A round of legal fees for bankrupt cryptocurrency exchange FTX in February has been revealed, and it remains a dire figure for debtors.
A series of court documents dated April 4 to April 10 detail the February monthly fee statements of law firms involved in FTX’s bankruptcy proceedings, totaling approximately $32.5 million. That figure does not include compensation for restructuring chief and chief executive John J. Ray III, who received $305,000 in February, according to a court filing in March.
Ray's compensation for March was similar, with an April 10 filing showing his total fees and expenses as $329,173. The FTX chief, who charges $1,300 an hour, reported working 255.9 hours between March 1 and March 31. That brought his expenses to a whopping $327,470, with the remaining $1,703 for airfare, lodging, transportation, meals and other expenses.
The law firm of Quinn Emanuel Urquhart and Sullivan is seeking reimbursements totaling more than $2.7 million for February. Partners at the firm make $1,246 to $1,917 an hour, and employees make $747 to $1,183 an hour. The company's total billed hours were nearly 2,610 hours. Documents filed April 4 by law firm Alvarez and Marsal and forensic investigative consultant Alix Partners detail their February expense statements, totaling more than $11.9 million and about $3.6 million, respectively.
The largest sum sought came from the law firm of Sullivan and Cromwell, which in February collected fees totaling more than $13.4 million for its burgeoning team of attorneys and partners for work on FTX. Meanwhile, at the lower end of the scale, investment banking firm Perella Weinberg Partners billed $77,891, while bankruptcy joint committee Landis Rath and Cobb billed $582,604 in February.

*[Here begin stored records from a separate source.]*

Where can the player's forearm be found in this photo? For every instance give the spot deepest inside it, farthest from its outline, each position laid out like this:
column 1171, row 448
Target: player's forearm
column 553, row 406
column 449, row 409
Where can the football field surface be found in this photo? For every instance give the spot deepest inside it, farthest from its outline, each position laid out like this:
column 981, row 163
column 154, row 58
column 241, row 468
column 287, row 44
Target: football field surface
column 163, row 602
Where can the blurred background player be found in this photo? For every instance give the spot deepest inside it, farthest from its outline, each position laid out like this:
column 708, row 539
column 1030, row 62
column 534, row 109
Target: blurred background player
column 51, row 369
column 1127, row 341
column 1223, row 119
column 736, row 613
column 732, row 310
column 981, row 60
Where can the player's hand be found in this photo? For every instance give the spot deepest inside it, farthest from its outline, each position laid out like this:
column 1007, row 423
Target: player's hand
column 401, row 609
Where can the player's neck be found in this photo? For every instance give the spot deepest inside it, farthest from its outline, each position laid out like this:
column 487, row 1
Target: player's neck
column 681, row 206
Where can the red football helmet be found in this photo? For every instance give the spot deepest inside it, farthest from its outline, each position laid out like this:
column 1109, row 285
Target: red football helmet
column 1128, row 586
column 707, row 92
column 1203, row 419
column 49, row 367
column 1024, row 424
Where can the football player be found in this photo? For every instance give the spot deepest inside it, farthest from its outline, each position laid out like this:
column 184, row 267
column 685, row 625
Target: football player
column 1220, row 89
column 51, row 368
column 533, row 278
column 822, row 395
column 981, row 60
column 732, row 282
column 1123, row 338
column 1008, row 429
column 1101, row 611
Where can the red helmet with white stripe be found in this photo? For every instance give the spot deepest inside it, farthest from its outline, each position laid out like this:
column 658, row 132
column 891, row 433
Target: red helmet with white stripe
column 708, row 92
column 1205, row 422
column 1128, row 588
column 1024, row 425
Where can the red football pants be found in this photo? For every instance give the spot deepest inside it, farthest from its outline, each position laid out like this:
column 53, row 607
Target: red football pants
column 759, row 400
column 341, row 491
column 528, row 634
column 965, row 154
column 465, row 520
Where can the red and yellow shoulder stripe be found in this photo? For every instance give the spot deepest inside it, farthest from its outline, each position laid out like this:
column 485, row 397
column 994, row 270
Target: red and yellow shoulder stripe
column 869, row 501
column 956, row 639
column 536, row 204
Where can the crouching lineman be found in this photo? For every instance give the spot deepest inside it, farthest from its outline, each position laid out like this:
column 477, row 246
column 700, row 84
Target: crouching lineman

Advisers and lawyers for the bankrupt exchange charged similar fees in January, when FTX paid $34.18 million for their combined services, according to earlier court documents.
The fees, reimbursements, and expenses paid by FTX to its many attorneys, partners, paralegals, accountants, investigators, directors, and officers remain unacceptable to clients still awaiting payment. The bankruptcy is far from over, and the Sullivan and Cromwell families alone are reportedly set to reap hundreds of millions of dollars until the company's bankruptcy investigation is concluded.